Write in the present tense even if the story happened in the past – say, you’re writing historical fiction or presenting a flashback.
That doesn’t mean you can’t ever use any other tense. If your character needs to ask “Where were you last night?” or “Will you marry me?”, those are appropriate.
Keep in mind that, to the viewer, everything is happening right now so, to keep the narrative flowing, avoid setting up any confusion through using the wrong verb tense.
It would be best to keep in mind that present tense usage is the rule of thumb in screenwriting.
Write for your audience – who is the story supposed to appeal to? Writing screenplays for a legal drama is substantially different from writing the latest superhero screenplay.
Make sure that everything from your choice of words to your characters’ mannerisms and actions will delight to your target audience.
What about character development?
Remember that, while screenplays are primarily visual, they give you plenty of room to paint your protagonist with all the right colours.
Through flashbacks you can demonstrate how your characters arrived at the mindset they hold, using off-camera exclamations, background action and narrative can also give clues about how characters evolve throughout the story.
If the scene involves a particularly emotional revelation, closeups work well, too.
What if, as you write, you find the story taking a different direction?
That is not uncommon; plenty of authors have marvelled at their initial idea taking a different tack than originally intended. During the creative process, nothing is set in stone – not even sculpture.

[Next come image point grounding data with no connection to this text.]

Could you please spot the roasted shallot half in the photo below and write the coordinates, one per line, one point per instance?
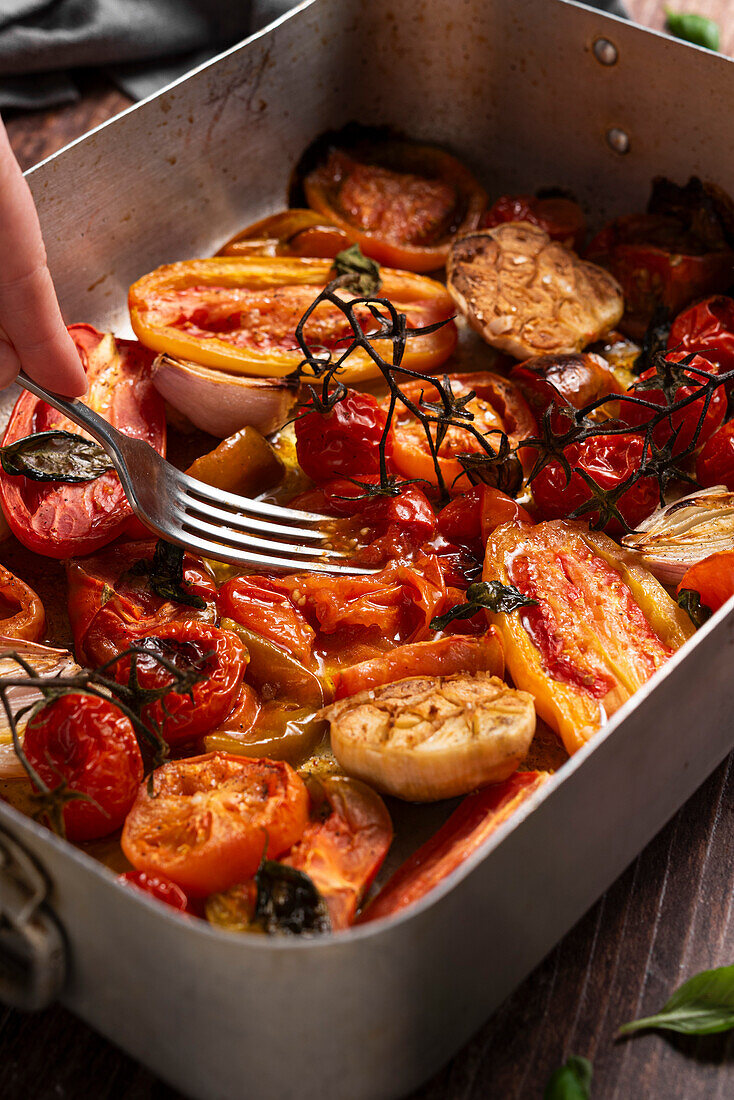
(685, 532)
(433, 737)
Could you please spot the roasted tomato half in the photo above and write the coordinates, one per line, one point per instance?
(217, 656)
(86, 746)
(708, 329)
(343, 845)
(58, 518)
(679, 251)
(561, 218)
(209, 821)
(111, 602)
(401, 201)
(241, 316)
(288, 233)
(496, 407)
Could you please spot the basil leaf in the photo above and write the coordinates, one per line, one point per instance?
(364, 273)
(491, 595)
(571, 1081)
(693, 28)
(165, 575)
(690, 601)
(288, 902)
(55, 455)
(702, 1005)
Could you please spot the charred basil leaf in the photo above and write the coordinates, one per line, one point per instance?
(165, 575)
(287, 901)
(364, 272)
(55, 455)
(570, 1081)
(690, 601)
(491, 595)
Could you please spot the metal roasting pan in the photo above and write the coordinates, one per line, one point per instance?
(521, 91)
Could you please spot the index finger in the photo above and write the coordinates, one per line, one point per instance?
(29, 309)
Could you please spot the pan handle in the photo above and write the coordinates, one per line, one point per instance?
(32, 948)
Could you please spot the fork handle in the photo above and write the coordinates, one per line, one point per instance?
(103, 432)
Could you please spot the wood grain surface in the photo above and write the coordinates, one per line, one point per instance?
(666, 917)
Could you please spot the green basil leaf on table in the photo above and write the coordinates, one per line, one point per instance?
(55, 455)
(570, 1081)
(702, 1005)
(693, 28)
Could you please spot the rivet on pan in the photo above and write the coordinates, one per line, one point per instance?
(605, 52)
(617, 140)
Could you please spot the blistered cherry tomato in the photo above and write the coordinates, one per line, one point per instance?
(219, 655)
(344, 441)
(715, 463)
(713, 580)
(159, 887)
(607, 460)
(89, 745)
(685, 420)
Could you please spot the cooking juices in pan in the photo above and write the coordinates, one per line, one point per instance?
(239, 745)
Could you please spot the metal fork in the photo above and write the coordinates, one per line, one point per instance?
(207, 520)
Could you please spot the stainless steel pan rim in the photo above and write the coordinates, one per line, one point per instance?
(369, 931)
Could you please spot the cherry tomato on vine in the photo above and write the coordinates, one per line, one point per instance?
(707, 328)
(685, 420)
(343, 441)
(713, 580)
(159, 887)
(562, 219)
(219, 655)
(607, 460)
(715, 463)
(210, 820)
(88, 745)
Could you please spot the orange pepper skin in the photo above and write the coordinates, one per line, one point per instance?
(601, 626)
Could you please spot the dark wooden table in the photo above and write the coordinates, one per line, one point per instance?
(666, 917)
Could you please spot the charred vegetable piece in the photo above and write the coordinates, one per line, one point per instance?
(601, 626)
(243, 463)
(433, 737)
(527, 295)
(55, 455)
(468, 827)
(206, 820)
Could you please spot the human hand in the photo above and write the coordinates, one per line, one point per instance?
(32, 332)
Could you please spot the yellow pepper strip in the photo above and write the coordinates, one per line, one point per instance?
(602, 625)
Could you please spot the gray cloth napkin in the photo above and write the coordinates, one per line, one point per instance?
(141, 44)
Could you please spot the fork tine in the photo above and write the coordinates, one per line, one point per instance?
(244, 504)
(247, 523)
(238, 538)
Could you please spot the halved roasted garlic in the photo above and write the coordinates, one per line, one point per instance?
(528, 295)
(433, 737)
(685, 532)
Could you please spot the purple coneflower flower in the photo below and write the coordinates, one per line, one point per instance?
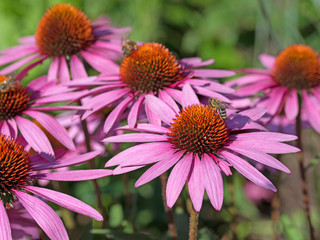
(198, 144)
(65, 34)
(292, 76)
(18, 103)
(151, 69)
(17, 171)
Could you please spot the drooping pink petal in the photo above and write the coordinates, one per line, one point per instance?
(135, 111)
(177, 179)
(35, 137)
(260, 157)
(75, 175)
(5, 229)
(160, 108)
(212, 181)
(53, 127)
(64, 75)
(158, 168)
(195, 184)
(168, 100)
(214, 73)
(267, 60)
(248, 171)
(136, 137)
(291, 108)
(313, 115)
(138, 153)
(77, 68)
(45, 217)
(116, 113)
(65, 201)
(189, 97)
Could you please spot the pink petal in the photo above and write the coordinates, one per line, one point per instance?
(136, 137)
(53, 127)
(189, 97)
(53, 70)
(116, 113)
(135, 111)
(177, 179)
(212, 181)
(77, 68)
(75, 175)
(5, 229)
(45, 217)
(195, 184)
(160, 108)
(261, 158)
(142, 152)
(214, 73)
(63, 70)
(248, 171)
(158, 168)
(65, 201)
(292, 106)
(35, 137)
(267, 60)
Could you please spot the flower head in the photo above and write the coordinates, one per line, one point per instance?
(150, 69)
(199, 145)
(65, 34)
(18, 170)
(294, 74)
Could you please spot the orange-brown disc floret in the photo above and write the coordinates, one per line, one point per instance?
(14, 101)
(63, 30)
(149, 68)
(15, 166)
(198, 129)
(297, 67)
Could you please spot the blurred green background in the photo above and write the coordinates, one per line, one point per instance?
(232, 32)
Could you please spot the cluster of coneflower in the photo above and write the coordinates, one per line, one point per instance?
(143, 89)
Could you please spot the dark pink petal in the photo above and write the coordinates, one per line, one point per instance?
(267, 60)
(136, 137)
(189, 97)
(53, 127)
(45, 217)
(65, 201)
(265, 146)
(142, 152)
(5, 229)
(212, 181)
(196, 184)
(77, 68)
(158, 168)
(35, 137)
(75, 175)
(261, 158)
(135, 111)
(291, 108)
(168, 100)
(177, 179)
(64, 75)
(65, 162)
(160, 108)
(248, 171)
(214, 73)
(116, 113)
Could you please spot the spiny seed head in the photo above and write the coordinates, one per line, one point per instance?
(63, 30)
(14, 100)
(149, 68)
(297, 67)
(198, 129)
(15, 167)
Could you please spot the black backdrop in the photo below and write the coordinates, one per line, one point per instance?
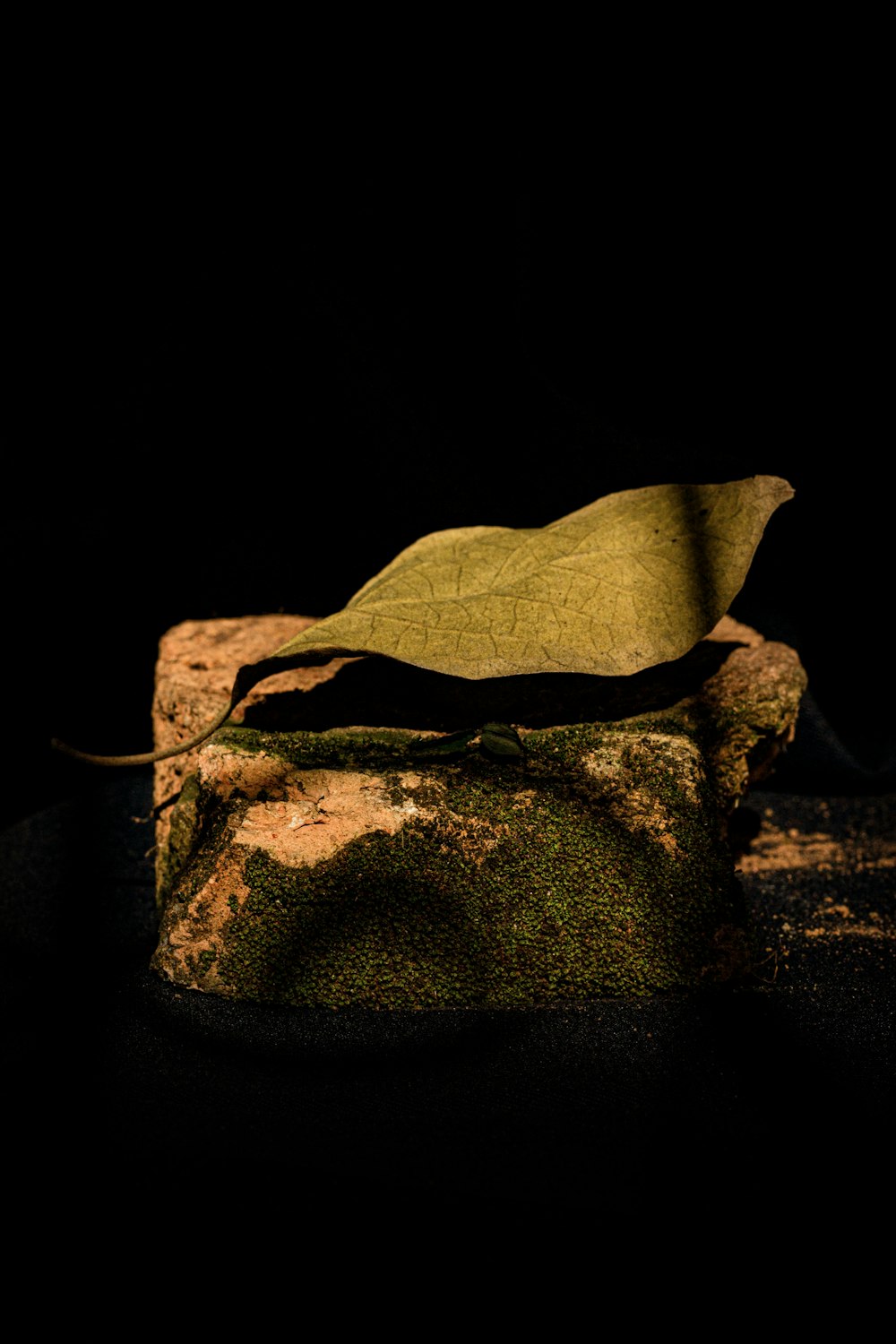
(252, 382)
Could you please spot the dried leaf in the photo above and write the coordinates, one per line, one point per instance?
(630, 581)
(633, 580)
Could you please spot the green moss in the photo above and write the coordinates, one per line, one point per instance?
(524, 890)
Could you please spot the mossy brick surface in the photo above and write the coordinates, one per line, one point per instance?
(352, 865)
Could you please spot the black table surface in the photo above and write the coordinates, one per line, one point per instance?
(619, 1107)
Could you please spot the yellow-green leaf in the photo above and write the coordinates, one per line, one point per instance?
(633, 580)
(627, 582)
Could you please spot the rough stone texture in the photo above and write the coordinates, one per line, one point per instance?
(323, 852)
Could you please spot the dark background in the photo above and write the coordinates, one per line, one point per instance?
(252, 379)
(249, 376)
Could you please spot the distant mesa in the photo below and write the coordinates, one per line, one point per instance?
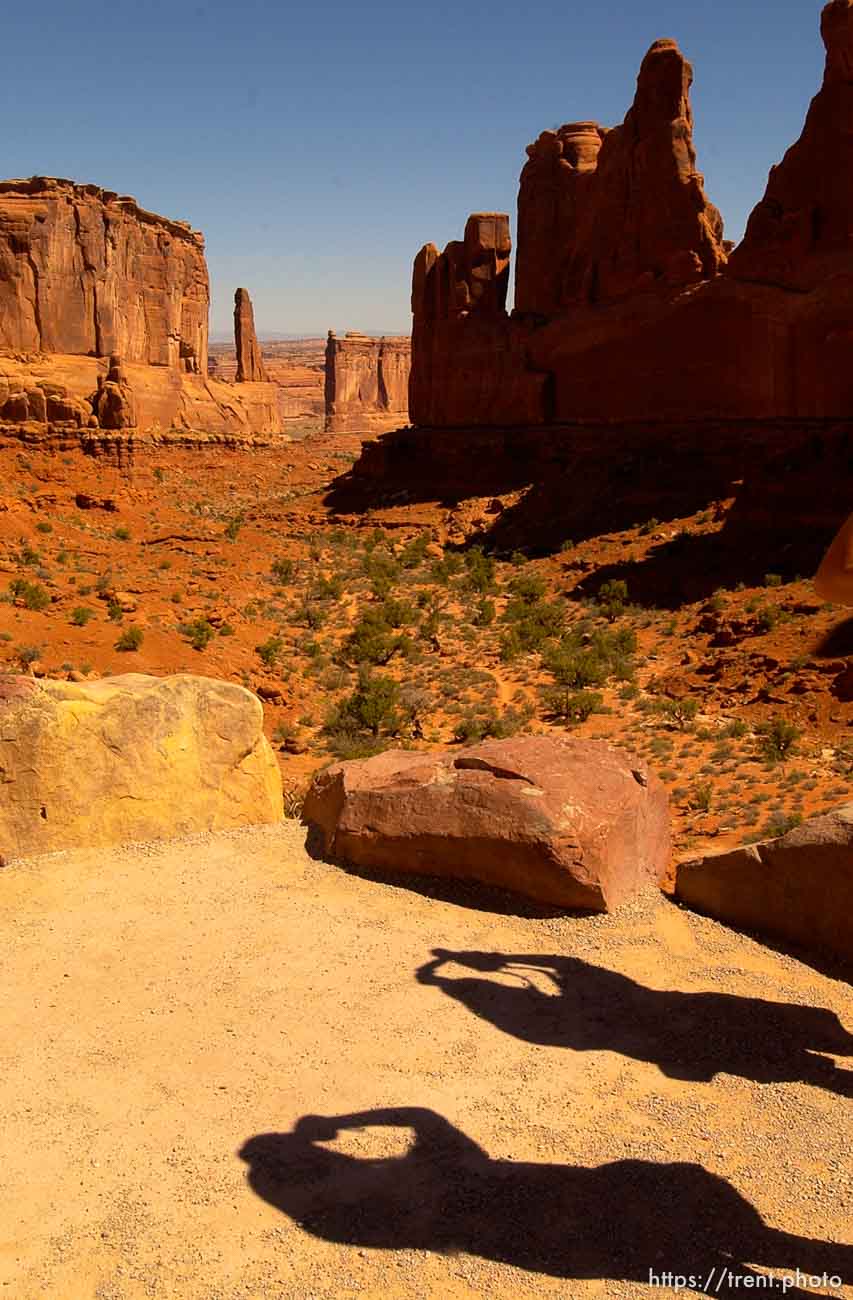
(629, 304)
(366, 382)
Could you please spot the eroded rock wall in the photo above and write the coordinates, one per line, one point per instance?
(250, 364)
(86, 271)
(366, 382)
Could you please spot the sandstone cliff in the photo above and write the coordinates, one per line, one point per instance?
(250, 365)
(366, 382)
(468, 363)
(627, 307)
(86, 271)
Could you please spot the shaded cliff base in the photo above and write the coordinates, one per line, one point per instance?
(50, 398)
(779, 488)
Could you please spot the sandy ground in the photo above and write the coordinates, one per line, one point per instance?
(553, 1106)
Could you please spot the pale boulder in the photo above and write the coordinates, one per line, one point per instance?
(130, 758)
(797, 888)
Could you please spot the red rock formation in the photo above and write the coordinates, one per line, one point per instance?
(797, 888)
(113, 403)
(800, 232)
(86, 271)
(468, 362)
(626, 308)
(366, 382)
(250, 365)
(572, 823)
(605, 213)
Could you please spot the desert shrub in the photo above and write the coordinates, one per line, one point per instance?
(269, 651)
(613, 598)
(575, 706)
(532, 624)
(414, 553)
(682, 713)
(528, 588)
(484, 614)
(479, 571)
(776, 740)
(397, 614)
(31, 593)
(27, 654)
(198, 633)
(446, 568)
(233, 527)
(372, 640)
(371, 707)
(700, 797)
(327, 589)
(130, 638)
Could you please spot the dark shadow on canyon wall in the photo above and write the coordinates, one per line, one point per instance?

However, screenplay writing generally happens on the fly; those who write for TV or the film industry will tell you that they labour under sometimes cruel deadlines.
That is why it’s crucial to follow the guidelines laid out earlier: brainstorm, character identification, logline, treatment, outline, flash draft, script.
It sounds like going through each step would take longer than just writing off the cuff but, back to your concern that the story isn’t progressing in the direction you originally thought: isn’t that a good thing?
If you plan to write screenplays independently, you are free to develop the methods that work best for you (while remembering that, unless your script is formatted correctly, it will likely be rejected.)
However, if you hope to join a writing team – the best way to become a gainfully employed screenplay writer, adopting formal writing processes early in your screenplay writing career would be best.
These tips and advice can be helpful in building a career as a screenwriter. Who knows? Maybe we'll soon hear your name mentioned in the same breath as Woody Allen, Quentin Tarantino, or Nora Ephron!